The lady on the phone at Banfield said "Well is she still eating? Using the bathroom? Drinking?" Which she is, all of them. She's acting same as she ever does. I was like "I just..you don't think she'll drop dead before Monday, do you?" and she was like "Well, I hope not!..as long as she's still eating and not sleeping all the time and using the bathroom and drinking, I think she'll be okay..but if she stops eating or sleeps all the time, you need to take her to an emergency vet." Cheapest emergency vet=$50 for a visit, only if you agree to make them your main vet, like you won't see any others. And again, even if we had the money for the visit, how are we going to pay if she needs an X-ray? Or medications? I am trying so so hard to not freak out. It could be something that will resolve itself, or easily treatable..maybe, as an older, not-so-thin cat, she has sleep apnea or something..but I'm just so, so scared. I mean, she's absolutely fine except when she's like deep asleep. She's napping lightly next to me and not making that noise at all. I think it's cos I petted her like 10 minutes ago so she's in that not-totally-asleep state, you know? But I'm like afraid for her to sleep deeply. I am going to Ray's tonight and so scared that something might happen to her while I'm gone...I begged my mom to borrow money from her boyfriend tomorrow, when he gets paid, if Baby seems worse..she's all like "I really don't want to borrow money from him, he doesn't have any money, he owes his father money.." Okay, but this is BABY! I just hope she stays alright and then we can take her in on Monday and they'll tell us it's something simple.
I just keep thinking what if she needs an x-ray? What if they want to do blood tests? When my mother has money, she spends it. She buys me whatever I need--deodorant, toilet paper, candy, fruit, yoghurt, paper towels, takes me to movies...and she spent like $450 on Rocky's last vet visit and cremation. But that was all the money she had. She does the kind of work where it's either pouring or totally dry. She'll have like 2 jobs in one week, then go 3 weeks without a job. So what the FUCK will she do if Baby needs an X-ray or medication? I am sure I mentioned that both my mother and I were turned down for CareCredit, this sort of credit card for pets that vets take. Maybe I could ask my sister to apply.

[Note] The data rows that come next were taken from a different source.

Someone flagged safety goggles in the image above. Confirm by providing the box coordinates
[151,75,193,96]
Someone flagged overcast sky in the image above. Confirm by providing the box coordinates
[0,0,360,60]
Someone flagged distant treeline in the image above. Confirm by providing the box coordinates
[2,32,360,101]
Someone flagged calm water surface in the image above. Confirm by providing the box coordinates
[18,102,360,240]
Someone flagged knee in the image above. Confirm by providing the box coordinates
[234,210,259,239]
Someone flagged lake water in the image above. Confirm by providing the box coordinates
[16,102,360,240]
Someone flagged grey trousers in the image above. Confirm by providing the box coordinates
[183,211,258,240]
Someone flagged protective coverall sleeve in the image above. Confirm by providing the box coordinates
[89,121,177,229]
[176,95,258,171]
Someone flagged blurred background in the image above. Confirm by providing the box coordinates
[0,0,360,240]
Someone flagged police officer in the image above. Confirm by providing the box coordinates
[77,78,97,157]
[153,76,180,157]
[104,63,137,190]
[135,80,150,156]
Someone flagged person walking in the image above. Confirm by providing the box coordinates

She has better credit than either of us. We could just pay her back slowly..but what if she's not approved? I just am leaning really hard on my God. I am just praying and praying. Please, please, don't take my girl away from me. Not now. I need her to be here, healthy, a few more years. I just lost my son. You can't expect me to survive losing her too. I just couldn't. I'd have nothing to live for.
So I know pretty much everyone's an atheist but if anyone reading this is not, please, please, just pray that my girl is okay. That she is fine through the weekend, and when I am here to take her to the vet Monday, it's something we can get taken care of. Please. She's all I have.
Of course I love my boyfriend. But these are my children. I know my boyfriend would move on and be fine without me. My cat needs me, and depends on me.. I'm still in disbelief and crying and crying about Rocky. I can't possibly go through that again this soon. I just can't. They really will have to lock me up then.
I just never dreamed my life would be like this. It just keeps getting harder. I thought Corbett's budget eliminating my income was the worst thing I'd have to endure this summer. I had no idea at all the capacity for pain the heart possesses.